Last May, the union walked out for 48 hours at Virgin in an attempt to force management to negotiate a new deal.
In addition to picket lines in an attempt to disrupt business at the 1,500-room Virgin during the Formula One Las Vegas Grand Prix and the National Finals Rodeo, the unions held several civil disobedience demonstrations where members were handcuffed by Las Vegas police and cited for trespassing. The unions attempted to convince performers to cancel engagements at the resort and called out the University of Southern California football team for staying at the property while playing in the Las Vegas Bowl in December.
Pappageorge said Virgin workers were paid by the union $500 a week to picket four hours a day, five days a week.
“It’s a sacrifice. It doesn't pay their bills,” he said. “Some folk had to get second jobs. Some folks have spouses working. We had a hardship fund that helped folks that are in special need.”
The unions spent much of 2023 negotiating new five-year deals with Las Vegas resort operators, initially reaching agreements with the three major Strip casino companies — MGM Resorts International, Caesars Entertainment and Wynn Resorts — in November. More than two dozen downtown and off-Strip resorts settled contracts through February 2024.
The Culinary said employee raises — 10 percent in the first year — were the largest in the union’s 89-year history. The average worker earned roughly $28 an hour under the previous contract — including health and pension benefits. By the end of the new five-year deal, the average worker will earn $37 an hour, including benefits — roughly $77,000 a year based on a 40-hour workweek.
The contracts also included workload reductions for guest room attendants, the reinstatement of daily hotel room cleanings, increased safety protections for workers on the job and language covering the expanding use of technology and artificial intelligence and how workers can be retrained or receive financial benefits if their jobs are replaced.
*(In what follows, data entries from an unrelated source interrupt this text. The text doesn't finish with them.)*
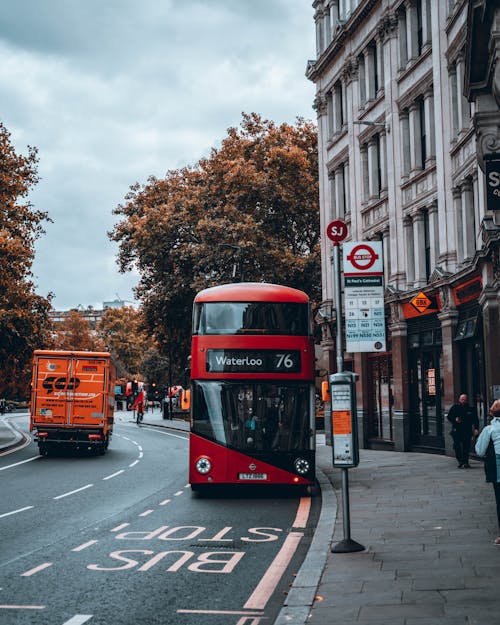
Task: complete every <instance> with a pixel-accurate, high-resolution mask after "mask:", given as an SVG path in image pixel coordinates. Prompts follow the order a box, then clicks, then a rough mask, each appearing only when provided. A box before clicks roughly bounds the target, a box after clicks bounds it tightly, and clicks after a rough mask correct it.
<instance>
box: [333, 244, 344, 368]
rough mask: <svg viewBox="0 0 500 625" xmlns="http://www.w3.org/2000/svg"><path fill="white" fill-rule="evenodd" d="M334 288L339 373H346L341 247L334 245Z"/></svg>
mask: <svg viewBox="0 0 500 625" xmlns="http://www.w3.org/2000/svg"><path fill="white" fill-rule="evenodd" d="M333 286H334V293H335V316H336V319H337V346H336V348H337V373H342V372H343V371H344V354H343V352H342V301H341V299H340V298H341V289H340V259H339V245H338V243H334V244H333Z"/></svg>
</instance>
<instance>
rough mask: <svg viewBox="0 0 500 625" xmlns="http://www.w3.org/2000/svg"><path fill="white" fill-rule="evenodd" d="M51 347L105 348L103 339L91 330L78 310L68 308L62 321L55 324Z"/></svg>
mask: <svg viewBox="0 0 500 625" xmlns="http://www.w3.org/2000/svg"><path fill="white" fill-rule="evenodd" d="M53 347H54V349H65V350H71V351H84V352H87V351H90V352H92V351H95V352H99V351H101V352H102V351H104V350H105V349H106V346H105V344H104V341H102V339H100V338H99V337H98V336H97V334H96V333H95V332H94V331H93V330H92V326H91V324H90V321H89V320H88V319H85V317H84V316H83V315H82V313H81V312H79V311H78V310H70V311H69V312H68V314H67V316H66V317H65V318H64V319H63V321H60V322H59V323H58V324H57V327H56V332H55V335H54V340H53Z"/></svg>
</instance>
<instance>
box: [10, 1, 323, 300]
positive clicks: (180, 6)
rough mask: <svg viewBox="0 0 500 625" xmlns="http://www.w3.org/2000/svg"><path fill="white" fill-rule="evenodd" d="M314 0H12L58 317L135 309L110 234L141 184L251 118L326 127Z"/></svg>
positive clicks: (16, 43)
In December while the strike was underway, Virgin’s management was licensed by Nevada gaming regulators to operate the small casino inside the resort. Gaming operations had been under the supervision of Connecticut's Mohegan Indian Tribe. Virgin, formerly known as Hard Rock Las Vegas, reopened in 2021 under new ownership and following an 18-month renovation.
Virgin President Cliff Atkinson told the Gaming Control Board the property had struggled since its reopening.